一聲輕嘯,周遭竹林之中飛出三人,頭蒙綠巾,身著綠衫,紙鳶一般急速飛來,其中一人身形窈窕,步履輕盈,雀躍著直取景天。

錢多多見有敵來犯,慌忙護著門主後退,他大手一招,數十名弟子舉劍向前。只見那綠衫紙鳶毫無懼色,身形一晃,指點如飛,擊中之人悶哼一聲便倒地不起死挺屍身!她躍至景天身旁,一個鷂子翻身抄起景天搭在後背,左手靈動如蛇,又點死二人飛奔出去。

夏青見景天被搶,大驚失色,招呼門徒一擁而上,擎起雪寒雙匕奮起直追。餘下兩名綠衣蒙面俠客一字排開,且戰且退,遇有近前,無不觸指必死!

夏青大怒,咆哮著飛撲過去,雪寒雙匕舞得影影綽綽密不透風,一名蒙面俠客飛身接招,動若脫兔,靈動異常,忽地反手一指,點到了夏青右手腕的太淵穴上。夏青右臂登時酸麻,兵器拿捏不住“當啷”落地。他剛想撿起兵刃再行追趕,身後靈竹大聲喊道:“師叔勿追!叫兄弟們回來吧!”

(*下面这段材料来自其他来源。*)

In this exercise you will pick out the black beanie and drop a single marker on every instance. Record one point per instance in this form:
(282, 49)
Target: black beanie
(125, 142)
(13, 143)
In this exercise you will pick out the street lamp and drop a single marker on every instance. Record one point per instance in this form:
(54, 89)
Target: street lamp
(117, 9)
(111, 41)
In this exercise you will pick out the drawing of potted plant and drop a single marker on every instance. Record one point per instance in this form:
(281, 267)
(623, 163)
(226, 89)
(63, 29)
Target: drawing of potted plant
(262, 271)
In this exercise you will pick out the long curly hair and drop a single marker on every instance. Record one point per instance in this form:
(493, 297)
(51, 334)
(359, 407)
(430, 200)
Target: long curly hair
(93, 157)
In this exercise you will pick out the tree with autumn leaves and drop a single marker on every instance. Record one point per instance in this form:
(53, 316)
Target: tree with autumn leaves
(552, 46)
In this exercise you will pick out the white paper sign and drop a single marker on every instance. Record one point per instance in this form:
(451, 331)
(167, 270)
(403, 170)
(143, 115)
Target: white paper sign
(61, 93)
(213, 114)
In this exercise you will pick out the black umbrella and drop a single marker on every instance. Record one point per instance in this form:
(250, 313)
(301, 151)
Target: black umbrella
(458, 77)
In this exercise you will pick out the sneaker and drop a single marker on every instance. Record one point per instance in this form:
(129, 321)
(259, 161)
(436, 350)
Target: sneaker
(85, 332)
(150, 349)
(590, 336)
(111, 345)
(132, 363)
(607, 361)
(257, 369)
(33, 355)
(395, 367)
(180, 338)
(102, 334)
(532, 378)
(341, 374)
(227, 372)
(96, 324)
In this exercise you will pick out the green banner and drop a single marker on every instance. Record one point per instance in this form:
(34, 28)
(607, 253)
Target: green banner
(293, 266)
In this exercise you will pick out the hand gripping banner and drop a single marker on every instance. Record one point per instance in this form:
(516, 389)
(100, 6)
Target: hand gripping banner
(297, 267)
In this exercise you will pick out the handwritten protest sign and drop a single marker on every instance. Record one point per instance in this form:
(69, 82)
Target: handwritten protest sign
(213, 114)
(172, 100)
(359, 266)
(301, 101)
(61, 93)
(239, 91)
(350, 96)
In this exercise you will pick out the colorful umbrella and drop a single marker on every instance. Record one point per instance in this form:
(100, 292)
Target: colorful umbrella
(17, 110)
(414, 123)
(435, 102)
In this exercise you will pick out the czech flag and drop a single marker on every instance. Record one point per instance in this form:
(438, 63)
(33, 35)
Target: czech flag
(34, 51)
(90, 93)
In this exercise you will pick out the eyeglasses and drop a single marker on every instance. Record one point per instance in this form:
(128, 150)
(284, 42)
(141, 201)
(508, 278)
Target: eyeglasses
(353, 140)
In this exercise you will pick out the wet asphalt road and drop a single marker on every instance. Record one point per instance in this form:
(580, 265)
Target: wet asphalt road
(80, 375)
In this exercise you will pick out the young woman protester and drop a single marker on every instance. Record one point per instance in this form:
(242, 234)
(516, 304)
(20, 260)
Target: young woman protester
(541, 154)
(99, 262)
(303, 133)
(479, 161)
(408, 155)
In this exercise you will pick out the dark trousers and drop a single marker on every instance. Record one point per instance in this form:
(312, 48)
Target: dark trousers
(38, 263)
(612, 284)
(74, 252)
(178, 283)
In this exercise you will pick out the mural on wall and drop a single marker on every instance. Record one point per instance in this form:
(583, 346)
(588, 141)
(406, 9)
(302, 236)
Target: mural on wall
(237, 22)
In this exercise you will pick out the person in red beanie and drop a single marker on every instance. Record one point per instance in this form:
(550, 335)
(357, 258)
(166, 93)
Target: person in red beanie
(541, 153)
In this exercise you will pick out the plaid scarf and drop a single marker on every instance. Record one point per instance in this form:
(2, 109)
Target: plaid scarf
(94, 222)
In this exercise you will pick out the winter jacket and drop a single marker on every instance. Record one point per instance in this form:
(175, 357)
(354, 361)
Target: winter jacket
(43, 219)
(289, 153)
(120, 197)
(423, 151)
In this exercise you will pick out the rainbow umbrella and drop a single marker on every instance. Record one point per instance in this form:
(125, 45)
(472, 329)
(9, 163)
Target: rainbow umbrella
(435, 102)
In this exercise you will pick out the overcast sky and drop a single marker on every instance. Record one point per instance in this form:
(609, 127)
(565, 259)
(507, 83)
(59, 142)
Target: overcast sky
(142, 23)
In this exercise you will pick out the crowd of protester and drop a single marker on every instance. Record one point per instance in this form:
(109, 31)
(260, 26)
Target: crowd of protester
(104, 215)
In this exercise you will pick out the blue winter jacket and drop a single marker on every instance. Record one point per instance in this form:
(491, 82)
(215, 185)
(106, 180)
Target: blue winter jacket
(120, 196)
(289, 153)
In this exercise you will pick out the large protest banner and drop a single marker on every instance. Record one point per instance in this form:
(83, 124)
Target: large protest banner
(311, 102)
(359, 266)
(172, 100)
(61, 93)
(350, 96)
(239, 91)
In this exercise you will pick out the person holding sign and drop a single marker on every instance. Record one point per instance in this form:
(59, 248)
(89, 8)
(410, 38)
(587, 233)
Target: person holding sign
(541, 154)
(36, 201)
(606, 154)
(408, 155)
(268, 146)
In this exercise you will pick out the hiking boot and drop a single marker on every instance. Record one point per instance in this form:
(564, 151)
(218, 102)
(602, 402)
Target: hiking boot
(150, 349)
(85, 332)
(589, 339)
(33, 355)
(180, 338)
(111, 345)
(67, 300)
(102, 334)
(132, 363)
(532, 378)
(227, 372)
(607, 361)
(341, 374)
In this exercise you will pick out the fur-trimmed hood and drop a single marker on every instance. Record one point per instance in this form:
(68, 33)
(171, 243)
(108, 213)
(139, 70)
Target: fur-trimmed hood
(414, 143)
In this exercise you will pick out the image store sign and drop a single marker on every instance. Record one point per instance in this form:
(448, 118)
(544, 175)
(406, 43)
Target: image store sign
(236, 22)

夏青捂著酸麻右腕,回望四人遠去的背影,“嘿”地一聲嘆息,招呼著門徒喪氣而歸,再瞧地上,戰死之人不下十個,夏青怒急,對著梅笑等人吼道:“門中遭難,你們幾個袖手旁觀,意欲何為?”

梅笑冷笑道:“夏師兄,非我不為,確實無能為力!對家三人的功夫您老人家還瞧不出來麽?冒然出手恐怕只能自取其辱!”

“你?”夏青捂著酸麻的手臂,面色痛苦地方要發作,蕭靈竹止住他倆說道,“二位師叔莫要傷了和氣!那阮景天心頭一鐧,必死無疑,讓他們搶去算了,現下老門主新喪,不宜樹敵太多,西子虎視眈眈尚不消停,哪有心思對付他們陶家?”

夏青惆悵地望了望遠方,應允道:“門主說的有理,這芙蓉山莊的功夫確是邪乎得緊!”

“夏師兄,我瞧那陶家也不想與我們徹底撕破臉面,那綠衣漢子定然曉得你在門中地位尊貴,所以他也不敢傷你性命,倘若那廝不點手腕,直取膻中,恐怕您老……嘿嘿,芙蓉一指,那可是觸之必死的啊!”梅笑說著,禁不住自顧自地笑了起來。

夏青臉色好似死豬一般憋出了絳紫顏色,他破口大罵道:“陶家小子,欺人太甚!不報此仇,老夫枉為人形!”

蕭靈竹撫背輕聲勸道:“師叔別動氣,等咱們騰出手來,侄兒定然替您出了這口惡氣!”他又轉身瞧了一眼可凡,笑讚道:“不過今兒個倒是有些收獲,阮可凡肯大義滅親,足見他忠貞不二,可堪大任!”

“謝門主誇獎!”阮可凡聽到門主誇讚,立時放鐧下跪以表忠心。

淩亂的白發隨風飄蕩,若隱若現的雙目,不時閃動著兇狠而又詭異的光……

085陶隱軒妙手回魂魄,碎玉盒釋解蘭亭謎

一片朦朧,一汪混沌……

阮景天神游天外,腦海中不停閃爍變幻著各種各樣稀奇古怪的人和事兒。

他的面前,忽而出現大婚前夜的那場血雨腥風,師父蘇一鳴一身鮮血,手握天火殘劍,瘋魔一般揮舞阻擋著眾人靠近。他想上前相助,雙腳卻好似定在了地上一般動彈不得。只見蘇一鳴猛地轉過血紅滿面的臉頰,瞪著慘白的眼珠怒吼道:“走!走!走!”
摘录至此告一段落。